Counter terrorism training program gives Gib police specialist insight
Royal Gibraltar Police officers are undergoing training on a wide-ranging prospectus of counter terrorism policing supported by specialist officers from the UK.
This comes ahead of the introduction of counter terrorism legislation in Gibraltar which will equip officers with a very powerful tool kit to aid them in investigating potential terrorist activity.
A cross-rank section of police officers underwent capacity building with trainers from SO15 – the Metropolitan Police Service Counter Terrorism Command - in Gibraltar earlier this week.
The training session was also attended by officers from the Gibraltar Defence Police, as well as observers from the Gibraltar Fire and Rescue Service and the ambulance service.
The SO15 specialist operations branch has been responsible for investigating a number of the high-profile terrorist incidents that took place in the UK in 2017, including the Manchester Arena bombings and the London Bridge attack.

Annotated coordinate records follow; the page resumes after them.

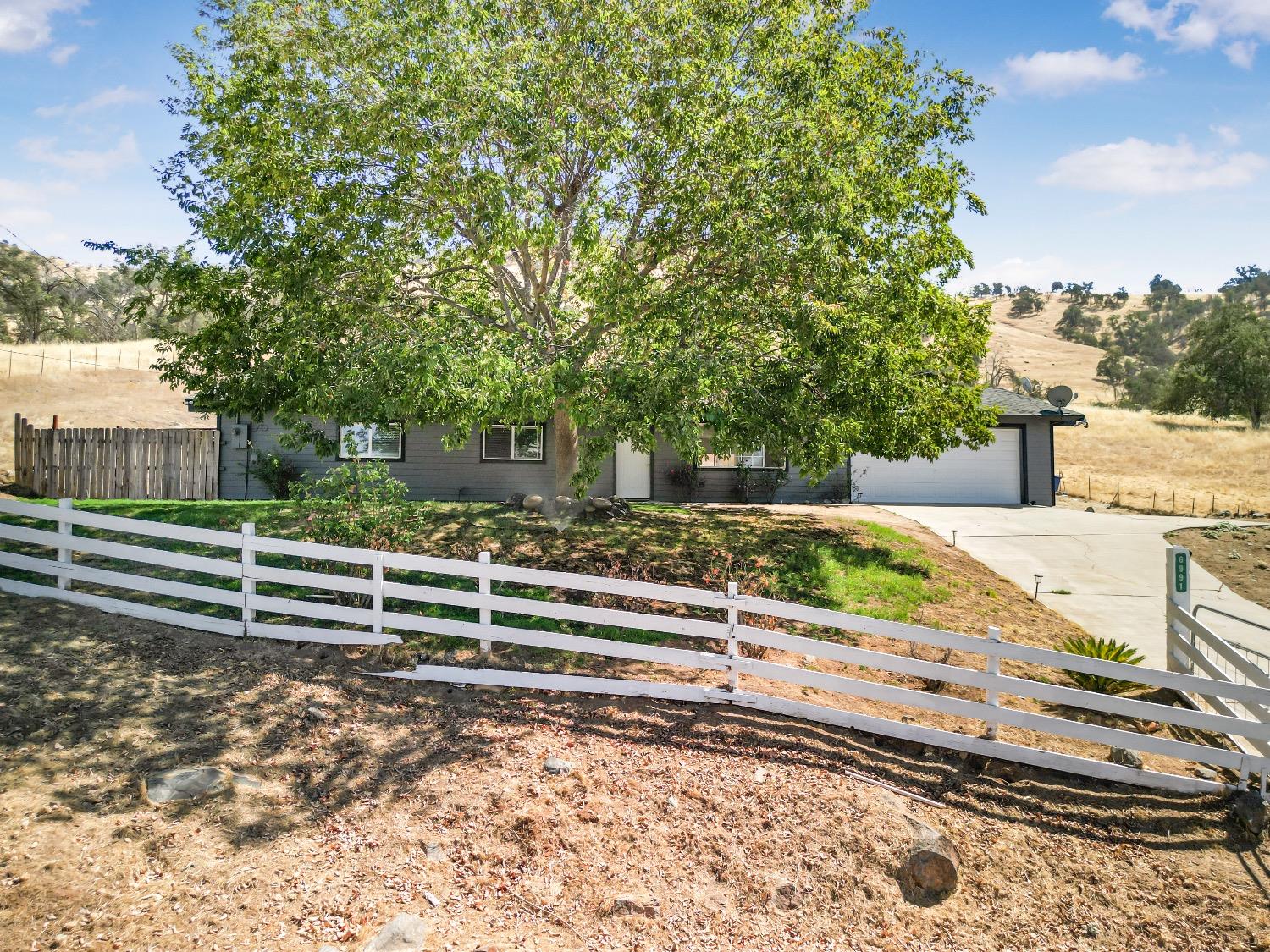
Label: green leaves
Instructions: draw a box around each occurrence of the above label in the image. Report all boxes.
[121,0,992,489]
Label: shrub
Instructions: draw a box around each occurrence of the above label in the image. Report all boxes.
[291,459,406,550]
[246,452,301,499]
[1059,635,1143,695]
[736,464,790,503]
[665,464,705,503]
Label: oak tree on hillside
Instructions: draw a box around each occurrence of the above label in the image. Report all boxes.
[114,0,992,490]
[1157,300,1270,429]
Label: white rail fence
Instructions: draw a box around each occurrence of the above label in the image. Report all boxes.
[1165,546,1270,757]
[0,500,1270,796]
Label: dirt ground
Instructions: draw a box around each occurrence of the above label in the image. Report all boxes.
[0,598,1270,949]
[1166,523,1270,608]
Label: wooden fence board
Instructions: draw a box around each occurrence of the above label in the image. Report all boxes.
[13,414,220,499]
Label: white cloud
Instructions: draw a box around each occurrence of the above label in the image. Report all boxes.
[0,0,86,53]
[48,43,79,66]
[1208,126,1240,146]
[958,254,1069,291]
[1041,139,1270,195]
[1102,0,1270,70]
[36,86,146,119]
[18,132,141,179]
[1006,46,1147,96]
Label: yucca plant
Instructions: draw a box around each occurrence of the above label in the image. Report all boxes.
[1059,635,1143,695]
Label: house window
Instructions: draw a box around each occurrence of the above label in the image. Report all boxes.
[701,447,785,470]
[340,423,401,459]
[482,424,543,464]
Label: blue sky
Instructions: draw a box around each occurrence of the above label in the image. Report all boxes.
[0,0,1270,291]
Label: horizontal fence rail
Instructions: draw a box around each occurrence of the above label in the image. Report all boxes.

The UK has been rocked by several terrorist atrocities in 2017, with the most recent attack taking place at Parsons Green tube station in September.
The officers who delivered the training in Gibraltar worked on the investigation into the rush-hour bombing which meant they were able to impart ‘lessons learnt’ from the experience to their RGP counterparts.

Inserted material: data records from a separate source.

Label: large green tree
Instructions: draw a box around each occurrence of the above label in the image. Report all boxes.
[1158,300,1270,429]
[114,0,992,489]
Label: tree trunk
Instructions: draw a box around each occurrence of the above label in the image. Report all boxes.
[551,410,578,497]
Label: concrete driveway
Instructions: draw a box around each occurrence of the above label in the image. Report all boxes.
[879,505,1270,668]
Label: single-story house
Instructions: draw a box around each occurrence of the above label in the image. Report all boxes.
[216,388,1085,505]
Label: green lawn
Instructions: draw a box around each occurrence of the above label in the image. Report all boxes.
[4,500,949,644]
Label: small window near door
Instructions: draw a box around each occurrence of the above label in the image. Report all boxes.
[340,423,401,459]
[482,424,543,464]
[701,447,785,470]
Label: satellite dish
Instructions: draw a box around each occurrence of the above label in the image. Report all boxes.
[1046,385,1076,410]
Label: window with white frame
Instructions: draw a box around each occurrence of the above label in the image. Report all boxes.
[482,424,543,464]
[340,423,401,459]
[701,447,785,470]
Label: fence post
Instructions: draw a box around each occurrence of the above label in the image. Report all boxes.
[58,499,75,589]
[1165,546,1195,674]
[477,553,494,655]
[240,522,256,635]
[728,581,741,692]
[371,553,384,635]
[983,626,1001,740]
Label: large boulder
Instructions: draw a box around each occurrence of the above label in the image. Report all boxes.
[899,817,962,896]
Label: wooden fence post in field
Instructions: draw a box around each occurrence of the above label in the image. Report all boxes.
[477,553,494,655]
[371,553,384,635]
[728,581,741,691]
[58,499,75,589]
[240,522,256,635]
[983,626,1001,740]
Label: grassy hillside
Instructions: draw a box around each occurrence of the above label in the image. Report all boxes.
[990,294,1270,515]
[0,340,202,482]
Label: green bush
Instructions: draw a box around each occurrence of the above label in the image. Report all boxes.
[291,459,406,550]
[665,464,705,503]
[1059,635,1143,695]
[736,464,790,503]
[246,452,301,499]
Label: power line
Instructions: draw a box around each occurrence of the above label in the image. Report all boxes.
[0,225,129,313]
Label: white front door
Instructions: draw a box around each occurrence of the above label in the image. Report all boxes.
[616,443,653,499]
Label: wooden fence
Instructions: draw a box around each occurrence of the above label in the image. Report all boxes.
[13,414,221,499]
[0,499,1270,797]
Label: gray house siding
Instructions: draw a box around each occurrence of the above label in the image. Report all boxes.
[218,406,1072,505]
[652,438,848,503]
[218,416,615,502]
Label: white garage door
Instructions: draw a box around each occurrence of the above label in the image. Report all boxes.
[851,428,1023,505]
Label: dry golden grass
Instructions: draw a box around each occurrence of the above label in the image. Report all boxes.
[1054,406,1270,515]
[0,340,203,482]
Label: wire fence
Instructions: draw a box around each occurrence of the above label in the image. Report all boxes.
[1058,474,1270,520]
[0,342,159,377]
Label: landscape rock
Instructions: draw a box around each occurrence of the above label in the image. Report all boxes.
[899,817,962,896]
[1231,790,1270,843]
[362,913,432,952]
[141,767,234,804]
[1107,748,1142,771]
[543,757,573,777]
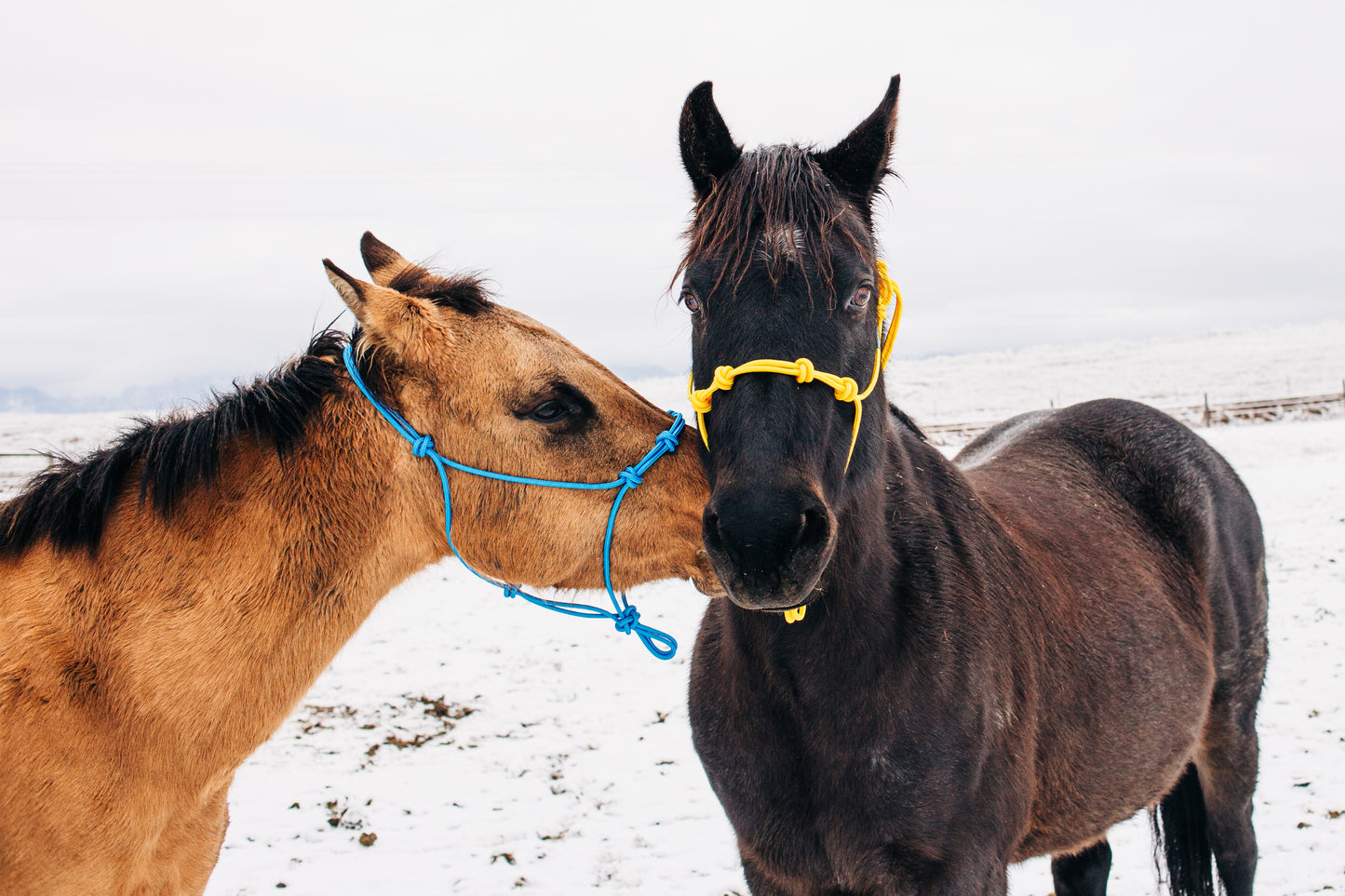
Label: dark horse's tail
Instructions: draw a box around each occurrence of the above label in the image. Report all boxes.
[1150,766,1215,896]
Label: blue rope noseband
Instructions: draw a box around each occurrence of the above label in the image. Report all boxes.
[342,346,685,660]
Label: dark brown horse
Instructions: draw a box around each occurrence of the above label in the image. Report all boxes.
[680,78,1266,896]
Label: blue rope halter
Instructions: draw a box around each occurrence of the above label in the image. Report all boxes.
[342,346,685,660]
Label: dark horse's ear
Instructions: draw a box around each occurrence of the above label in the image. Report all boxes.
[814,75,901,215]
[678,81,743,202]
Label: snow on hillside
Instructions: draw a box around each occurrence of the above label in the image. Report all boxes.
[639,320,1345,423]
[0,324,1345,896]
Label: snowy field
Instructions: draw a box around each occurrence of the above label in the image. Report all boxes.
[0,323,1345,896]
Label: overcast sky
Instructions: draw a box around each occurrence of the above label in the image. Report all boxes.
[0,0,1345,395]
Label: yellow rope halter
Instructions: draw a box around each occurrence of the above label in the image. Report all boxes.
[686,260,901,471]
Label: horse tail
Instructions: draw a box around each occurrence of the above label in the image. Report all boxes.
[1150,764,1215,896]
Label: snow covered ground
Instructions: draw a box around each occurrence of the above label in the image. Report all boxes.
[0,323,1345,896]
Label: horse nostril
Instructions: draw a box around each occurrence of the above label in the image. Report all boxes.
[798,506,831,550]
[701,510,723,552]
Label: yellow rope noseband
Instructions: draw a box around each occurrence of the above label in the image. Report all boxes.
[686,260,901,471]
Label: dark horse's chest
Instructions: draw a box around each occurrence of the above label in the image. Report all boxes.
[690,606,1028,892]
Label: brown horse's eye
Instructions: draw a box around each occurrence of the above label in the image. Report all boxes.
[527,398,571,422]
[850,287,873,308]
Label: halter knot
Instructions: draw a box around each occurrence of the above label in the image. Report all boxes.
[614,607,640,635]
[411,435,435,458]
[835,377,859,401]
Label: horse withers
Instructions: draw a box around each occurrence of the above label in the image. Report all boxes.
[0,234,713,896]
[680,78,1267,896]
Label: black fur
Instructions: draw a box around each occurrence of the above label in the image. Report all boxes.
[0,329,382,555]
[1149,766,1215,896]
[683,84,1267,896]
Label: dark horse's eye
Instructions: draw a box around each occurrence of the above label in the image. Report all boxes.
[527,398,571,422]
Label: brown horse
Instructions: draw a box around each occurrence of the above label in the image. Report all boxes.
[0,234,713,896]
[680,78,1267,896]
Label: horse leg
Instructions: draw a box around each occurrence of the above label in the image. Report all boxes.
[1194,690,1259,896]
[1051,838,1111,896]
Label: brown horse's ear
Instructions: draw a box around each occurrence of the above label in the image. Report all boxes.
[678,81,743,202]
[814,75,901,215]
[359,230,417,287]
[323,259,453,362]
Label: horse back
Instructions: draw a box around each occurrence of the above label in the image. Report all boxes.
[954,399,1266,856]
[954,398,1266,655]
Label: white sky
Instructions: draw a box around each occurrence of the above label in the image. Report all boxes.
[0,0,1345,395]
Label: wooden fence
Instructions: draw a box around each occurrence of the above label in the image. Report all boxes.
[920,383,1345,444]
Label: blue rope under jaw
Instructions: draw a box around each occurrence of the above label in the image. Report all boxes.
[342,344,686,660]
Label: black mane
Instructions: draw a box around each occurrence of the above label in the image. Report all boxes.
[0,329,368,555]
[674,145,877,296]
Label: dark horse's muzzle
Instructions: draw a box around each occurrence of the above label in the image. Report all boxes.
[702,480,835,609]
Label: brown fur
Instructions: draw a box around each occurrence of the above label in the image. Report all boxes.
[0,234,713,896]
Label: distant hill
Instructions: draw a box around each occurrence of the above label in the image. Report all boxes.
[0,378,222,414]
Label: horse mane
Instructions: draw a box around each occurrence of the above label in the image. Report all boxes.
[386,265,491,316]
[888,402,929,444]
[0,327,382,557]
[673,145,877,300]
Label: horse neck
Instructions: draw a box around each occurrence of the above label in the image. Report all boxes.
[737,419,978,680]
[76,389,442,775]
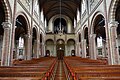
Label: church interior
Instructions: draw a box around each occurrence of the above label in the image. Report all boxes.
[0,0,120,80]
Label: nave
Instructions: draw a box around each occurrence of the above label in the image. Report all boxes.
[0,56,120,80]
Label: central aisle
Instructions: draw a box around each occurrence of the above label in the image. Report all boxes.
[55,60,67,80]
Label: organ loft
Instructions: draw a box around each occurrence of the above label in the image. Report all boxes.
[0,0,120,80]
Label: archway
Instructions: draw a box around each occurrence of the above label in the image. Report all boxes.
[67,39,76,56]
[93,15,107,58]
[0,0,5,61]
[32,28,37,58]
[54,18,67,34]
[84,27,90,57]
[45,39,55,56]
[13,15,28,59]
[56,39,65,60]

The training exercise stems from an overarching strategic outlook from the Gibraltar Contingency Council on counter terrorism policing and national security, Superintendent Ian McGrail explained in an interview with the Chronicle.
“The intention is that the officers who attended will roll-out this new outlook and this new approach to critical incident response to the whole of the service,” Mr McGrail said of the ‘train-the-trainer’ session.
He flagged how RGP officers undergo regular training in any case and explained that this programme is about bringing updated processes to the force.
As a result of forthcoming legislation in this area, the RGP also envisages a rolling programme of courses for its officers in order to provide a wide-ranging prospectus on counter-terrorism policing.
By way of example, Mr McGrail explained that officers are training around the periphery of counter terrorism to detect terrorism financing.
In another example, custody sergeants will also undergo training owing to the fact that provision for the detention of terror suspects is different to that of other criminal suspects.
“While we may not be dealing with terrorist investigations on a daily basis, we have to be abreast with current trends and how things evolve, and who better than S015 where this is their bread and butter,” Mr McGrail said.
A wave of terrorist atrocities over the last decade has changed the global terrorism landscape beyond recognition.
Gibraltar’s threat level remains at ‘substantial’ meaning that an attack remains a strong possibility, although there is no specific intelligence to suggest any specific threat to the Rock.
This is, however, kept under constant review and the RGP has developed a number of “innovative projects” to ensure a safer Gibraltar, Mr McGrail explained.
The underlying message is that Gibraltar’s security operators are well-structured, he added.
“Clearly yes, there’s margin for improvement and that’s what we are working on always, we cannot rest on our laurels at all.”
Additionally, there are more community orientated projects in the pipeline and these will be announced very shortly.